Pressure, Apprehension and Aspiration as Mumbai Residents Face Redevelopment

Across several weeks, threatening phone calls continued. Initially, allegedly from a former police officer and an ex-military commander, and then from law enforcement directly. In the end, a local artisan claims he was called to the local precinct and warned explicitly: stop speaking out or face serious consequences.

Shaikh is one of many fighting a expensive redevelopment plan where one of India's largest slums – a massive informal community with rich history – will be bulldozed and redeveloped by a corporate giant.

"The unique ecosystem of the slum is like nowhere else in the planet," says the resident. "But they want to dismantle our social fabric and stop us speaking out."

Opposing Environments

The cramped lanes of this community present a dramatic difference to the towering buildings and elite residences that overshadow the settlement. Dwellings are assembled randomly and frequently missing basic amenities, small-scale operations emit toxic smoke and the atmosphere is filled with the unpleasant stench of uncovered waste channels.
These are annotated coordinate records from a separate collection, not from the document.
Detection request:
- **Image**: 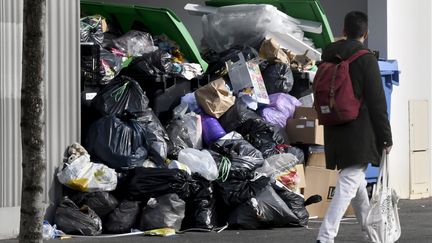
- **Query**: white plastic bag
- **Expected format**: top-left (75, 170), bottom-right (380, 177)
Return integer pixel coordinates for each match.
top-left (366, 151), bottom-right (401, 243)
top-left (178, 148), bottom-right (219, 181)
top-left (57, 154), bottom-right (117, 192)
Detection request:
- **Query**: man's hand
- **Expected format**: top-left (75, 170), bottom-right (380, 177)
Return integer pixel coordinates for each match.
top-left (384, 146), bottom-right (392, 154)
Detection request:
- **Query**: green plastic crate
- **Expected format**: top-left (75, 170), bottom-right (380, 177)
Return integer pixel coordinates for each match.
top-left (81, 1), bottom-right (208, 71)
top-left (206, 0), bottom-right (334, 48)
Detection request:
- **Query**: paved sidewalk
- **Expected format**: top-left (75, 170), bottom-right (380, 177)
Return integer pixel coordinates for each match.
top-left (0, 198), bottom-right (432, 243)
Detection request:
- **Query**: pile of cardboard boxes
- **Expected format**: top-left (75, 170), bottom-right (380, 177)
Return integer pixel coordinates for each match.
top-left (285, 107), bottom-right (354, 218)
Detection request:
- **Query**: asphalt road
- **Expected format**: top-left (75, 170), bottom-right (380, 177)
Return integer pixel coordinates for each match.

For certain residents, the prospect of Dharavi transformed into a developed area of luxury high-rises, organized recreational areas, shiny shopping centers and apartments with two toilets is a hopeful vision realized.

"We lack adequate medical facilities, paved pathways or drainage and there are no spaces for children to play," explains a chai seller, in his fifties, who relocated from southern India in the early eighties. "The sole solution is to clear the area and provide modern residences."

Community Resistance

But others, including this protester, are fighting against the plan.

None deny that the slum, long neglected as informal housing, is urgently needing financial support and improvement. But they worry that this initiative – lacking resident participation – is one that will turn a piece of prime Mumbai real estate into a luxury development, forcing out the disadvantaged, immigrant populations who have been there since generations ago.

This involved these marginalized, displaced people who developed the empty marshland into a widely studied marvel of community resilience and commercial output, whose output is worth between a significant amount and two million dollars per year, making it a major unregulated sectors.

Displacement Concerns

Out of about one million people living in the dense 220-hectare neighborhood, fewer than half will be able for new homes in the development, which is projected to take an extended timeframe to accomplish. Additional residents will be relocated to barren areas and saline fields on the distant periphery of the city, threatening to fragment a long-established social network. A portion will be denied residences at all.

Residents permitted to remain in Dharavi will be allocated units in multi-story structures, a substantial change from the evolved, communal way of dwelling and laboring that has sustained the community for generations.

Commercial activities from clothing production to pottery and waste processing are projected to decrease in quantity and be relocated to a designated "commercial zone" separated from residential areas.

Livelihood Crisis

For those such as the leather artisan, a craftsman and third generation of his family to call home the slum, the project presents a survival challenge. His makeshift, three-storey operation creates leather coats – formal jackets, luxury coats, fashionable garments – marketed in high-end shops in south Mumbai and overseas.

Relatives dwells in the rooms below and his workers and sewers – laborers from north India – also sleep on-site, permitting him to sustain operations. Beyond the slum, housing costs are often 10 times costlier for a single room.

Harassment and Intimidation

At the government offices in the vicinity, an illustrated mock-up of the transformation initiative shows an alternative outlook. Well-groomed inhabitants move around on bicycles and electric vehicles, acquiring continental baked goods and breakfast items and having coffee on an outdoor area adjacent to a restaurant and Ice-Cream. This depicts a stark contrast from the affordable idli sambar breakfast and 5-rupee chai that maintains Dharavi's community.

"This represents no improvement for residents," states the protester. "This constitutes a massive real estate deal that will make it unaffordable for our community to continue."

There is also concern of the business conglomerate. Managed by an influential industrialist – one of India's most powerful and a close ally of the government head – the conglomerate has faced accusations of crony capitalism and financial impropriety, which it denies.

While local authorities calls it a collaborative effort, the corporation paid $950m for its controlling interest. Legal proceedings claiming that the initiative was questionably assigned to the business group is pending in the top court.

Continued Intimidation

From when they initiated to publicly resist the project, local opponents state they have been subjected to an extended period of pressure and threats – comprising messages, direct threats and suggestions that speaking against the development was tantamount to anti-national sentiment – by figures they claim represent the business conglomerate.

Among those alleged to have delivering warnings is {a retired police officer|a former law enforcement official|an ex-c

Lauren Williams
Lauren Williams

AI researcher with a focus on neural networks and ethical machine learning applications.